The weekends are generally slow on the news side. This wasn't the case for Charlie Weis and Notre Dame on Saturday. After reading through a few nuggets of information related to the team, the Irish head coach joked that there was no need to answer questions.

Weis announced on Saturday that in addition to Tommy Zbikowski and Travis Thomas, John Carlson and Maurice Crum would be the captains for the upcoming football season. This gives Notre Dame two captains apiece on offense and defense. Also, John Sullivan from the offensive line, Trevor Laws from the defensive line and Geoff Price from the specialists would be added to leadership committee. These two moves were made earlier than usual by Weis because of the young makeup of the Irish.

The two big pieces of news were connected. First, freshman Gary Gray, a 5-11, 180-pound early enrollee, broke his arm yesterday in practice in a one-on-one bump drill with a wide receiver.
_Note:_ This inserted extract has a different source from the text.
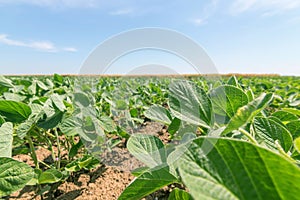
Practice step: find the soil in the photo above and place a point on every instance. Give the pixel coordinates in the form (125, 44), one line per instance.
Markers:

He broke the arm by trying to catch his fall. The good news is that it's not displaced. The bad news: Gray will be out 4-6 weeks and miss the rest of spring practice. The freshman came to campus to get a head start on the defensive backfield competition and now he'll have to sit and watch from the sidelines.

"It's enough that you have to put it in a cast for at least four weeks," Weis said of Gray. "We talked about it last night. This isn't something you wait on. We went ahead and put it in a cast. There's no pin. You let the thing heal. That's what you do."

Gray's absence in spring made for one less cornerback competing for playing time. Insert Munir Prince. The 5-10, 184-pound sophomore was stuck in a quagmire at the running back position. With Thomas moving back over to offense and James Aldridge, Armando Allen and Junior Jabbie all in the mix, a move over the defensive side of the ball for Prince was not out of the question.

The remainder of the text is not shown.